ART-Rx: A Proportional-Integral-Derivative (PID) Controlled Adaptive Real-Time Threshold Receiver for Molecular Communication

Abstract

Molecular communication (MC) in microfluidic channels faces significant challenges in signal detection due to the stochastic nature of molecule propagation and dynamic, noisy environments. Conventional detection methods often struggle under varying channel conditions, leading to high bit error rates (BER) and reduced communication efficiency. This paper introduces ART-Rx, a novel Adaptive Real-Time Threshold Receiver for MC that addresses these challenges. Implemented within a conceptual system-on-chip (SoC), ART-Rx employs a Proportional-Integral-Derivative (PID) controller to dynamically adjust the detection threshold based on observed errors in real time. Comprehensive simulations using MATLAB and Smoldyn compare ART-Rx's performance against a statistically optimal detection threshold across various scenarios, including different levels of interference, concentration shift keying (CSK) levels, flow velocities, transmitter-receiver distances, diffusion coefficients, and binding rates. The results demonstrate that ART-Rx significantly outperforms conventional methods, maintaining consistently low BER and bit error probabilities (BEP) even in high-noise conditions and extreme channel environments. The system exhibits exceptional robustness to interference and shows the potential to enable higher data rates in CSK modulation. Furthermore, because ART-Rx is effectively adaptable to varying environmental conditions in microfluidic channels, it offers a computationally efficient and straightforward approach to enhance signal detection in nanoscale communication systems. This approach presents a promising control theory-based solution to improve the reliability of data transmission in practical MC systems, with potential applications in healthcare, brain-machine interfaces (BMI), and the Internet of Bio-Nano Things (IoBNT).

Figures (7)

• Figure 1: Tx and Rx nanomachines performing MC-based information transfer Kuscu2016OnBiosensors.
• Figure 2: (a) 3-Dimensional and (b) 2-Dimensional view of a rectangular microfluidic propagation channel. The transmitter and receiver locations, together with the dispersion of ligands as they propagate across the channel, are illustrated Kuscu2016ModelingReceiver.

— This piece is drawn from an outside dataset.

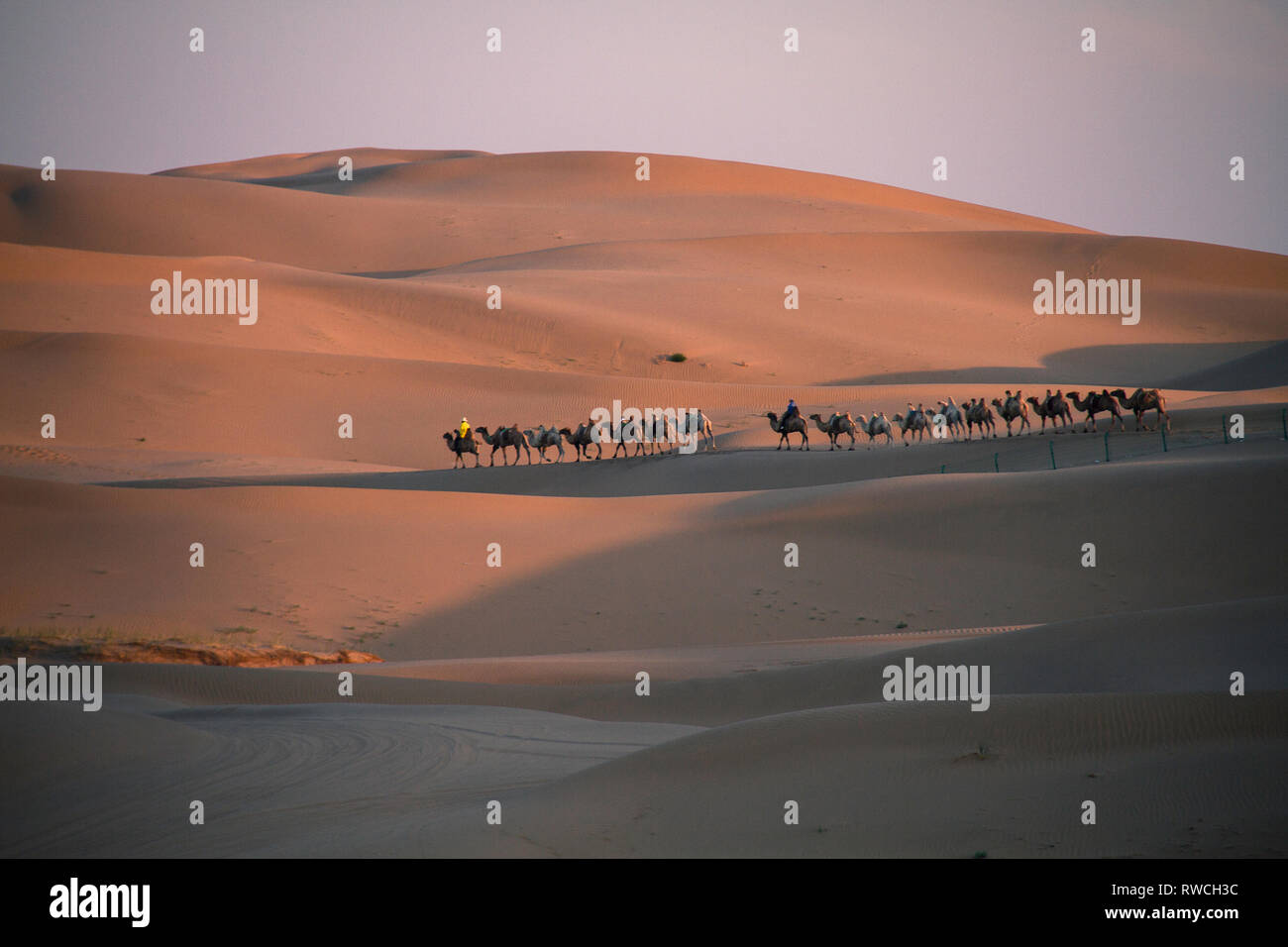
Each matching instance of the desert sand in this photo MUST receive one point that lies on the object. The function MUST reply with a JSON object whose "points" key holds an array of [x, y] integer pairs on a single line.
{"points": [[518, 684]]}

• Figure 3: System-on-Chip (SoC) operations algorithm flow diagram with ART-Rx implemented. The diagram illustrates the sequential processes within the SoC, starting with system initialization and proceeding through molecular detection, signal conditioning, analog-to-digital conversion, and digital signal processing.

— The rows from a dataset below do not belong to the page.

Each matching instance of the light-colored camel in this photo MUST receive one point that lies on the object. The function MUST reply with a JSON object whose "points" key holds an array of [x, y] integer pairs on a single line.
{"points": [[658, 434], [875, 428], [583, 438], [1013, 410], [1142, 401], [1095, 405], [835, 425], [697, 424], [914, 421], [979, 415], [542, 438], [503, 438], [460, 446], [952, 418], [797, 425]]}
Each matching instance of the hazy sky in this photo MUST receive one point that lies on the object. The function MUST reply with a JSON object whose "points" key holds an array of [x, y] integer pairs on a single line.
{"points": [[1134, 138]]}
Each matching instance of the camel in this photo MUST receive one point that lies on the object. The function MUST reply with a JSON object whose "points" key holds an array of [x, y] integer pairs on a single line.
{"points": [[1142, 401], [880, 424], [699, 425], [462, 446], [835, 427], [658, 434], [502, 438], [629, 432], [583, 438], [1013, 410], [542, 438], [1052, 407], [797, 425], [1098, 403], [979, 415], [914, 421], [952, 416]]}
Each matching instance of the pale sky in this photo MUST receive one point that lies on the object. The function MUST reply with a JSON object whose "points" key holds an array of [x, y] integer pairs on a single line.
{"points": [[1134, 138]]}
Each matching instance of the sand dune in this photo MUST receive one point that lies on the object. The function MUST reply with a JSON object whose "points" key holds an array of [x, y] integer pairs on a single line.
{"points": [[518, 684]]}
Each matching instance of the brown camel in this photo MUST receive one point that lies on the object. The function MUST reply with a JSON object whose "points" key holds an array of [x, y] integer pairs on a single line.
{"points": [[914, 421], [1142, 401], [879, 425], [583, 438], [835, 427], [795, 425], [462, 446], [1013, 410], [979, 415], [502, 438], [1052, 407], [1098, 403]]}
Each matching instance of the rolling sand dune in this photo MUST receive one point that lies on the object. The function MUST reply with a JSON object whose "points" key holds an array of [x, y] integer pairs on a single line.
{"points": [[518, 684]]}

• Figure 4: The figure depicts the integrated components within the SoC boundary: the BioFET Sensor Module with its Biorecognition Unit and Transducer Kuscu2016ModelingReceiver; the Analog Front-End (AFE) comprising the Low Noise Amplifier (LNA) and Filters; and the Analog-to-Digital Converter (ADC). The Digital Signal Processing Unit (DSPU) is detailed with its Processor Core, Program Memory (ROM/Flash) storing the code, and Data Memory (RAM) storing parameters such as the setpoint $r(t)$, PID gains $K_P$, $K_I$, $K_D$, and previous values. Data transfer and control signals are managed via the Data Bus, Address Bus, and Control Bus, connecting the Processor Core with the Memory components. The DSPU computes the error signal $e(t)$ and processes it through the PID controller to generate the control signal $u(t)$, which is sent to the Threshold Control Interface (TCI). This interface adjusts the gate voltage $V_{\text{GS}}$ of the BioFET sensor, forming a feedback loop that enhances system responsiveness and accuracy. The Communication Interface enables data exchange between the SoC and external systems.

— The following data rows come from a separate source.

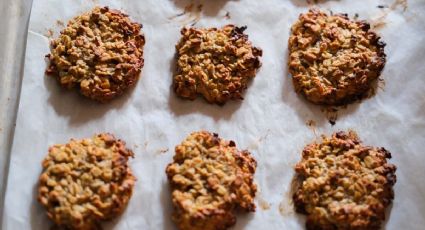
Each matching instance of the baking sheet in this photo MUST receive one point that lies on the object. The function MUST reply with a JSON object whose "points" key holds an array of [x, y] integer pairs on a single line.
{"points": [[270, 122]]}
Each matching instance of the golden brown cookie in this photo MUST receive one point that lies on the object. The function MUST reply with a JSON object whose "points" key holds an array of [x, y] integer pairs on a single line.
{"points": [[86, 181], [100, 53], [210, 178], [344, 184], [215, 63], [334, 60]]}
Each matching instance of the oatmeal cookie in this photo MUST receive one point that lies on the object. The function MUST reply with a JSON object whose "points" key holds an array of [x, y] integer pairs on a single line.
{"points": [[215, 63], [86, 181], [100, 53], [210, 178], [344, 184], [334, 60]]}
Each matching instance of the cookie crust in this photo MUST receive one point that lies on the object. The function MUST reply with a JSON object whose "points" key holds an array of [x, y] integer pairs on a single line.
{"points": [[344, 184], [210, 178], [216, 63], [100, 53], [334, 60], [86, 181]]}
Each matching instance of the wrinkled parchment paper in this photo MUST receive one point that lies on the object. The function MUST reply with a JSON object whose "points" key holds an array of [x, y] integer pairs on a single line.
{"points": [[270, 122]]}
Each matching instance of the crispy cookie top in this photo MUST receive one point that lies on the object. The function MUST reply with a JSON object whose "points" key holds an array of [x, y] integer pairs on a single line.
{"points": [[334, 60], [86, 181], [99, 52], [216, 63], [345, 185], [210, 177]]}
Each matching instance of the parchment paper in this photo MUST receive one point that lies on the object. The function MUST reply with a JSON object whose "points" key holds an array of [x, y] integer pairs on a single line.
{"points": [[270, 122]]}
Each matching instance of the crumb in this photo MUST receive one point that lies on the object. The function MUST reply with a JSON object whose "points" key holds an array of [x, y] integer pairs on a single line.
{"points": [[256, 143], [60, 23], [310, 123], [264, 205], [402, 3], [162, 150], [49, 33]]}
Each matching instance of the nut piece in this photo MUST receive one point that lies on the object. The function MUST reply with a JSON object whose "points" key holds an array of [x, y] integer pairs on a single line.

• Figure 5: BEP performance comparison between PID-based ART-Rx and the optimal method for varying (a) interferer molecule count, (b) $N_2$ CSK concentration levels, (c) average flow velocity, (d) transmitter-receiver distance, (e) intrinsic diffusion coefficient, (f) binding rate. In Figures (b)-(d), the concentration levels of CSK modulation were set at $N_1$ = 1000 for bit '1' and $N_2$ = 600 for bit '0' with the interferer molecule count numI set at 700. For Figure (a), the same concentration level settings were used but with varying interferer molecule count numI from 100 to 1600.